A compreensão do significado ou intenção da obra por parte de quem a observa pode ser diferente da pretendida pelo autor, já que a interpretação artística é um assunto complexo sem resposta definitiva. O artista pode desconhecer as suas intenções mais profundas, permanecendo iludido pela aparente racionalização superficial, sendo argumentado que o seu propósito serve de distração, desviando o observador do trabalho. Ou que a sua perspetiva é mais uma entre muitas outras possíveis, um microcosmo pessoal entre o macrocosmo público, um produto de situações históricas, sociais e culturais que fazem do desenho uma ação que não é isolada. Ou contrariamente, que a intenção do autor é a única forma de interpretação, o seu objetivo determina a compreensão e consequentemente a resposta por parte do observador.

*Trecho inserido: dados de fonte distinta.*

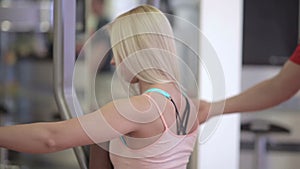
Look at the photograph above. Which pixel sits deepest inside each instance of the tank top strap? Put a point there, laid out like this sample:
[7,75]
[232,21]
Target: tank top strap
[160,112]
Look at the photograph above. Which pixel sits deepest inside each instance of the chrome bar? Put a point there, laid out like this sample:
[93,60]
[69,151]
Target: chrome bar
[64,61]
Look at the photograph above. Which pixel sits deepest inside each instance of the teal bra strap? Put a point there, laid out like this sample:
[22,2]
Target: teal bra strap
[164,93]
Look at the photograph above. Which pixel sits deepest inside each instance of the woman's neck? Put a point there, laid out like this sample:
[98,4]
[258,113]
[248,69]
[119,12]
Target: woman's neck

Sendo, neste caso, identificado o assunto e analisados os motivos artísticos.

O livro Caminhos de Floresta de Martin Heidegger é iniciado com a seguinte passagem:

(…) Na floresta [Holz] há caminhos que, o mais das vezes sinuosos, terminam perdendo-se, subitamente, no não-trilhado.

Chamam-se caminhos de floresta [Holzwege].

Cada um segue separado, mas na mesma floresta [Wald]. Parece, muitas vezes, que um é igual ao outro.

Porém, apenas parece ser assim. (…) (Heidegger, 1988, p. 3)

Um desenho é como um caminho que o artista cria e pelo qual conduz o observador num trajeto onde a imaginação pode fluir, cabe depois ao observador decidir se tenciona continuar esse percurso ou seguir um caminho alternativo, um desvio.

Enquanto que uns procuram permanecer num contacto sensorial com o trabalho, manifestando uma interpretação emotiva, outros anseiam entender o seu significado inerente e profundo, assumindo uma posição analítica.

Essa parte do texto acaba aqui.